In light of the New England Journal of Medicine study suggesting that the actual death toll in Puerto Rico from Hurricane Maria is at least twelve times higher than the official death count, Climate Hawks Vote helps you tell your Congressfolk to do more to ensure Puerto Rico's recovery from the Hurricane. Specifically, you'd ask Congress to offer Puerto Rico more aid and more debt forgiveness, help Puerto Rico rebuild so that it stays in public hands and uses more renewable energy, and investigate our Administration's incompetence in helping Puerto Rico rebuild. I rate the first two items as the most important -- banksters have saddled Puerto Rico with debt the way they saddled Greece with debt, and those same banksters would love nothing more than to privatize Puerto Rico's power grid. They call it an opportunity to steal more of the people's wealth, but I call it an opportunity to do things right, and we should make the best of it.

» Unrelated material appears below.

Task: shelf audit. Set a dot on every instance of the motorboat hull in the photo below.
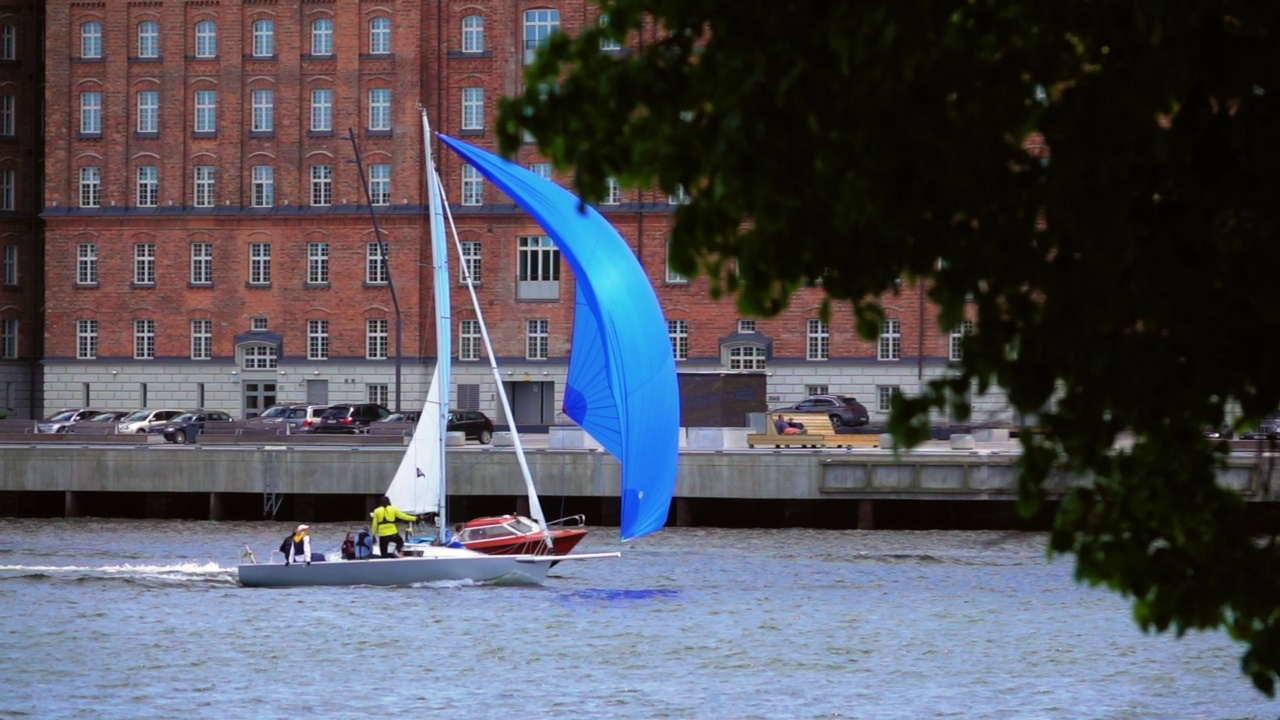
(562, 542)
(442, 564)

Meanwhile, with "liberal" media coverage of the Israel/Palestine conflict so weighted toward Israel, Roots Action helps you tell "liberal" media outlets to provide more coverage of Palestinian activists and victims, and more context for reports of violence in the region. Roots Action's petition also helps you demand that reporting on Israeli killing of Palestinians "use the active voice," which is to say, none of this "such-and-such number of people died in a clash" when the actual story is "Israeli forces killed x number of Palestinians." You know that "liberal" media types, who are so proud of knowing so much more about writing than you or I, will be insulted to be told to use active verbs. As you know, they have the same problem discussing police killings -- though not Palestinian killings of Israelis. The American people are nowhere near as one-sided about these issues as our elites in government and media are -- and our media need to recognize that.
Finally, Illinois recently became the 37th state to ratify the Equal Rights Amendment. But wait, you may be asking, didn't the Equal Rights Amendment expire decades ago? Well, it's true that Congress did write the Equal Rights Amendment with an expiration, but it's also true that the Constitution plainly does not require an amendment to be passed within a certain period of time -- in fact, Congress first passed the 27th Amendment to the U.S. Constitution (concerning Congressional pay) in 1789, but the 38th state didn't ratify it until 1992, or 203 years later, if you're keeping score at home. So United4Equality helps you call your Congressfolk and tell them to support H.J.Res. 53/S.J.Res. 5, which would excise the expiration date from the original Equal Rights Amendment, thus bringing it back to life. (Don't believe it if ERA opponents try to tell you that changing the amendment would, or should, require a revote -- Congress changes laws all the time, and doesn't require revotes on those laws when they do!)